Posts for: December, 2013
The foot contains 26 bones and more than 30 joints, which can create multiple areas for pain to originate. Swelling, tenderness, stiffness, redness, bruising, and/or increased warmth may accompany the pain in the affected joints. Your podiatrist in Fairfax describes joint pain as being caused by trauma, infection, arthritis, bursitis, gout, or structural foot problems.
When you first notice any joint pain in your foot and ankle, your Fairfax podiatrist may initially treat your pain with the conservative treatment, RICE, which stands for:
Your podiatrist in Fairfax will also recommend a limitation of walking and weight bearing on the painful foot to ensure further damage does not develop. Use of steroidal anti-inflammatory drugs, such as ibuprofen, and ice can also help to reduce local inflammation and pain. Custom orthotics may also be prescribed to support the foot and reduce the pain.
Family Foot and Ankle Centers can best determine the cause of joint pain and recommend the appropriate treatment. If you are experiencing joint pain in your foot or ankle, schedule an appointment today to ensure a speedy recovery.
Have you ever twisted your ankle while participating in a sport? Or maybe you simply slipped while walking? Either way, ankle sprains and fractures should not be ignored. Ankle sprains are common injuries that occur when ligaments are stretched or torn, with nearly 85% occurring laterally, or on the outside of the ankle joints. By visiting your podiatrist in Fairfax, you can receive the care you need to get back on your feet.
Symptoms of a Sprained or Fractured Ankle
Your symptoms upon spraining your ankle may vary depending on the severity of your pain and how it occurred. The symptoms of an ankle sprain may include:
- Pain or soreness
- Difficulty walking
- Stiffness in the joint
All ankle sprains will produce some level of pain at the time of your injury and the joint will also feel tender, beginning to swell. If your sprain is mild, you may experience a slight loss in the function of your joint.

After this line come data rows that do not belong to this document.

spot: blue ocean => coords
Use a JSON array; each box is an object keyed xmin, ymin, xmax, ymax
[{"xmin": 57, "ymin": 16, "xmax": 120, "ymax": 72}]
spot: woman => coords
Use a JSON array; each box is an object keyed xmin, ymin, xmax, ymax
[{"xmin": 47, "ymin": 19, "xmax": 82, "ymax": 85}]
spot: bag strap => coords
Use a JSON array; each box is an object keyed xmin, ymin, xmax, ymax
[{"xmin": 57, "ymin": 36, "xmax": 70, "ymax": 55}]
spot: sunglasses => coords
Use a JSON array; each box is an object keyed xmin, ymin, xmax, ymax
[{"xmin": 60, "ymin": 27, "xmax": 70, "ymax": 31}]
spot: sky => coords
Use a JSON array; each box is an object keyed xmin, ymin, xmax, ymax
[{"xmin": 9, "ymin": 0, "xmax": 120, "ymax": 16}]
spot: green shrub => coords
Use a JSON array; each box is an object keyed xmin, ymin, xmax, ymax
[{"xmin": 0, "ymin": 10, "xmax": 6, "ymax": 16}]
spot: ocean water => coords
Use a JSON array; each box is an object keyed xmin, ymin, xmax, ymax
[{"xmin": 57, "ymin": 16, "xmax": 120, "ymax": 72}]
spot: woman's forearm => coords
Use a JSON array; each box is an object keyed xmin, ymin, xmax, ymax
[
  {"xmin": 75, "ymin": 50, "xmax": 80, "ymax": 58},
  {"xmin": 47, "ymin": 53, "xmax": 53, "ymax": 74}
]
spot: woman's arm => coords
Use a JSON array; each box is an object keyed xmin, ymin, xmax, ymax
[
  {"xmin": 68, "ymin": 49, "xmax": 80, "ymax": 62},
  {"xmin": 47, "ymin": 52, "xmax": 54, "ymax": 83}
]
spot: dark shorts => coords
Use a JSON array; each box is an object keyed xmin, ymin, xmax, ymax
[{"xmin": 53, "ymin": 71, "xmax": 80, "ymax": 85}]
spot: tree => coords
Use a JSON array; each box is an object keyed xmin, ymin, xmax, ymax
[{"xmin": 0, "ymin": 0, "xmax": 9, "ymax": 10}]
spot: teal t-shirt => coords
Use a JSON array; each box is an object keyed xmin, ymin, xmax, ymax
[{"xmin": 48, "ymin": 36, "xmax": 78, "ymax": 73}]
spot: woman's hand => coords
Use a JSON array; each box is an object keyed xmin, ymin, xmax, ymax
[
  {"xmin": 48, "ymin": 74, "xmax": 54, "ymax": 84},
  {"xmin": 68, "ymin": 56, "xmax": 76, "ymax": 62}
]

With a more serious sprain, you will most likely fall during the initial impact of the injury. It will often be difficult to move or put weight on your injured ankle, producing bruising and swelling from the ankle to the foot. Once you have had ankle sprains or other ankle injuries before, you may have a weakened joint that creates more of a chance for future injuries to take place.
Common symptoms of an ankle fracture are similar to ankle sprains, and include:
- Pain to touch
- Inability to walk on the leg
- Deformity around the ankle
Treatment and Prevention
Treatment for your ankle sprain begins with self-care. The RICE evaluation is highly recommended upon the initial onset of your injury:
When your podiatrist feels you are ready to begin participating in sports and exercising, you can help prevent further sprains and fractures by wearing an ankle brace during the first initial months of being back on your ankle. Special wraps are also available to protect your ankle.
If your symptoms still persist after taking the initial step of at-home-care, or if you suspect you might have a fracture, a visit to your Fairfax podiatrist may be in order. With a consultation with Family Foot and Ankle Centers, your ankle sprain or fracture can be treated and further prevented. There is no need to put an end to your athletic lifestyle with recurring ankle injuries.